“Good, I could use a vacation,” she lays her hand on her forehead dramatically, but the twinkle in her eye tells me it’s all for show and to lighten the mood.
I kiss her again before reaching over and snagging my gift. It’s smaller and I’m nervous all over again. I watch with rapt attention as she tears the paper away from the small box and pulls the silver key chain out.
A house dangles from it, with the day we met engraved on the back along with today, the day I’m asking her to take the next step with me. There’s room left for more dates to be added as we continue to build our life together.
Morgan’s brows pull together as she looks between me and her gift. I kiss her forehead and murmur against her skin, “Move in with me. Here.”
She jerks back from me, her eyes wide with surprise. The silence stretches between us, and I start to worry that I’ve made the wrong decision to ask her.
“You’re sure?” I can only nod to answer her question, worry making it impossible to form words. She looks around the house for a moment as if she’s trying to see herself here. But I know it’s right. When her lips curl at the edges I know her answer before she whispers, “Yes.”
This morning? It’s perfect.
And it’s the first of many. I’ll do everything in my power to make each holiday, each Christmas, better than the last.
I came to Wintervale with the hope of finding a home, but I had no idea I would find it in a person. She’s my new homefor the holidays. I definitely did something right this year to be on Santa’s good list because it’s the only reason, along with Dad looking over me, to explain how I found her.
MORGAN
It is tense around the dinner table at my parent’s house and it’s not because my parents didn’t instantly like Walker. They both like him and it’s obvious. No, the dark cloud of the table is all because of Jared.
He’s being an ass and I’m about at the end of my rope.
I’m not usually someone to put others in their place, but he’s really pushing all my buttons. Today is a day to be with family, to open our hearts to the spirit of the season, and to find joy in the simple things. But he’s sitting over there brooding and cutting his eyes at Walker like he’s done something wrong.
Is falling in love with me wrong? Is treating me like I’m the center of his world wrong?
Walker has done his best to ignore Jared while engaging in conversation with the rest of the family, including Langston. Even though he appears unbothered, I can feel he’s losing hold of his control as well.
I can’t take it anymore. This is ridiculous. Even though it pains me, I guess Langston and Walker are going to have front row seats for some family drama. Welcome to the family indeed.
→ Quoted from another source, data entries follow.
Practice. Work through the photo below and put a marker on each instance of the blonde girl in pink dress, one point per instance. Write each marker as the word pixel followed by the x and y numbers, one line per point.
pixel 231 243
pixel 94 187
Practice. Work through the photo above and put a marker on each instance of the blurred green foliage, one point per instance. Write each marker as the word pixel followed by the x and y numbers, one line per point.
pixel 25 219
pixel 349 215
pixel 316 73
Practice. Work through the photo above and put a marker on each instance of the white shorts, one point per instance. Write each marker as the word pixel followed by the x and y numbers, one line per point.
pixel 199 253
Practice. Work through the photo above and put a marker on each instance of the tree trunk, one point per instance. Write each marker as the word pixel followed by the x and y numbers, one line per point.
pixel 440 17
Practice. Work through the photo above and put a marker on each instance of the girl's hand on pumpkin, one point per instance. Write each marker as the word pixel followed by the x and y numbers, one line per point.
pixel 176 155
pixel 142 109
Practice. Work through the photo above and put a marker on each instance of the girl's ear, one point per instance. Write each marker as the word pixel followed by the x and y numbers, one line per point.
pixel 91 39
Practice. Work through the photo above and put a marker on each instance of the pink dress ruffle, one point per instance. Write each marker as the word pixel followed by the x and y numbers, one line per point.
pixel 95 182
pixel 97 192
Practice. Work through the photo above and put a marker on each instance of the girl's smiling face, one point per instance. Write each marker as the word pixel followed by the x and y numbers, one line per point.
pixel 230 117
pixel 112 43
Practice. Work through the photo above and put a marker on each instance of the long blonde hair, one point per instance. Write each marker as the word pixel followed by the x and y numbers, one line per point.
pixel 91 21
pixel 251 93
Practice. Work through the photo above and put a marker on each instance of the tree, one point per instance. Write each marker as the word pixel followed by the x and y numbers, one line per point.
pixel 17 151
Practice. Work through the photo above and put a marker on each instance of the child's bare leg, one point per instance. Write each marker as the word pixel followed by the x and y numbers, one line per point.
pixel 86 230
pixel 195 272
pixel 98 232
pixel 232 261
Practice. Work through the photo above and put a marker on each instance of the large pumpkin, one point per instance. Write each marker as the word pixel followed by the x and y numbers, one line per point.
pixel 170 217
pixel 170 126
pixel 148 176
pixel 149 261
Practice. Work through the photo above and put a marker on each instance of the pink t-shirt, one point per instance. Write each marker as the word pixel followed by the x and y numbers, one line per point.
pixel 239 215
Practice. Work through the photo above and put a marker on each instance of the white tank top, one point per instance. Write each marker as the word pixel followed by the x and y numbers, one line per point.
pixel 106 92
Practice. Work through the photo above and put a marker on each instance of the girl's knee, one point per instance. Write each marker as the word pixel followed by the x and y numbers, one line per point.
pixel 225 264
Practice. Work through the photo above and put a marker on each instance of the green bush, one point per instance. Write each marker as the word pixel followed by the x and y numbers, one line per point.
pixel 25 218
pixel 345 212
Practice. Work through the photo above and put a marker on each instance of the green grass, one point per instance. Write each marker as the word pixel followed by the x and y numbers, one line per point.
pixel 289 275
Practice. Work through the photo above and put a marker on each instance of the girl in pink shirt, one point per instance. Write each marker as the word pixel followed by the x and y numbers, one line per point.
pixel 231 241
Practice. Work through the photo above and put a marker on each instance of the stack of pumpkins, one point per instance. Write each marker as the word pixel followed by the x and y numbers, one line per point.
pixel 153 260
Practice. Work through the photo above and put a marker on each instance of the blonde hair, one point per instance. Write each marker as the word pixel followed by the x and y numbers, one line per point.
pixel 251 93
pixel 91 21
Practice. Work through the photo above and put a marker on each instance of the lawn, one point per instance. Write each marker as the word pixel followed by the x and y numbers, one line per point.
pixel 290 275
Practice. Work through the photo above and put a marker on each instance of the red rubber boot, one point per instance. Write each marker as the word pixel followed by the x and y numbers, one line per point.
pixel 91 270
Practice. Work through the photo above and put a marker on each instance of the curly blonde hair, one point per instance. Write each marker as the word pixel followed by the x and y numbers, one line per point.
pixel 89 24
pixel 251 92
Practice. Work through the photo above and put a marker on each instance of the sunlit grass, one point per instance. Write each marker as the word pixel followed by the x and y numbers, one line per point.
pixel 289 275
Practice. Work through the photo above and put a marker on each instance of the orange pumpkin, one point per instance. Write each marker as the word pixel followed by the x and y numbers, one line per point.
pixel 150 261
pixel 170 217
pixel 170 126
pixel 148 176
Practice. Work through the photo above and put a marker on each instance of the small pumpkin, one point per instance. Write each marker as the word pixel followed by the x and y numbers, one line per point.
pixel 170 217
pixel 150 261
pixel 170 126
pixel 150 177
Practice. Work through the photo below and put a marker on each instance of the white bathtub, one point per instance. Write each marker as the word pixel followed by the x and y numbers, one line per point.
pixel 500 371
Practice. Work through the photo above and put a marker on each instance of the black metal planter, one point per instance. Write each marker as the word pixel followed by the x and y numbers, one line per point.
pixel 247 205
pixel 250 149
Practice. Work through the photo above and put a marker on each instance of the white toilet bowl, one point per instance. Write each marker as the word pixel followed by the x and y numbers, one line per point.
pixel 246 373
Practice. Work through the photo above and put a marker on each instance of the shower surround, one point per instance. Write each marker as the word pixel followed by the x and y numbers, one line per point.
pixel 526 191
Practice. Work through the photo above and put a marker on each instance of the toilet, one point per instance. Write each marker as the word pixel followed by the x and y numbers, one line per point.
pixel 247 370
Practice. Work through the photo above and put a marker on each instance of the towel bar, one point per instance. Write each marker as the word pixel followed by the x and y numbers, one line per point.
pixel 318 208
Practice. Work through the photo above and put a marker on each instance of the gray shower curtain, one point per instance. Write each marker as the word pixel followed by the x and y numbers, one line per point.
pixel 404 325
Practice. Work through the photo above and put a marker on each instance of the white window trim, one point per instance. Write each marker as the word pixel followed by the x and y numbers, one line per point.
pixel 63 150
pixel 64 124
But, then again, maybe it’s normal for the holidays.
I put my fork down calmly when Jared shoots Walker another death glare. “Jared,” I snap, completely unlike me. My brother’s eyes move to meet mine slowly and I see regret flash across his face. Damn it, I soften my expression, trying to understand where he’s coming from. “You’ve been a brooding asshole all day,” I start.
Mom giggles and Dad lets out a huff of agreement. “I’m pretty sure I’m supposed to remind you about your language,” Mom quips, but when I glance in her direction, her eyes are sparkling with mischief.
After making a face at her I turn my attention back to Jared. I’ve never really stood up to him before, but this requires it. I’m not going to let him keep this shit up, not when he works with Walker. They need to be able to work together and trust each other.
Sure, Wintervale isn’t known for its crime, but what if they’re in a situation where they need to rely on each other? I’ll always want them both to come home safely. They need to have each other’s backs for that to happen.
“I told him to stay away from you,” Jared grumbles while nodding toward Walker.
I sit back in my chair and cross my arms across my chest while giving him the same look I give my students. He grimaces slightly, but I can also see he’s not ready to back down.
“You’re my big brother and I love you, but what did you think? That you could scare guys off my entire life?” I shake my head, disappointment and sadness leaking into my words, “You’d rather me be lonely than happy?”
Jared’s shoulders slump and his entire face crumples. “No,” he whispers and swallows hard, “I don’t want that.”
“Then you need to stop,” I insist.
Walker wraps his large hand around the nape of my neck and gives a squeeze. “Nothing was going to keep me away from Morgan,” he tells Jared, and I get the feeling it’s not the first time he’s said it. “She’s mine. I love her and I asked her to move in with me this morning.”
I’m not sure what Jared sees when he looks at us, but it’s as if he’s really seeing us for the first time. He nods slowly and licks his lips. “I know I’ve been an ass, but Dad told me a long time ago it was my responsibility to watch out for my sisters. When I joined up, I couldn’t do it for a while and felt guilty the entire time.”
I sass him even though my anger is softening toward him, “So you decided to make up for lost time?”
“I guess,” he admits, and I swear he blushes slightly. “I can see how much you love her,” he admits to Walker. “I’ll stop being a dick about it.”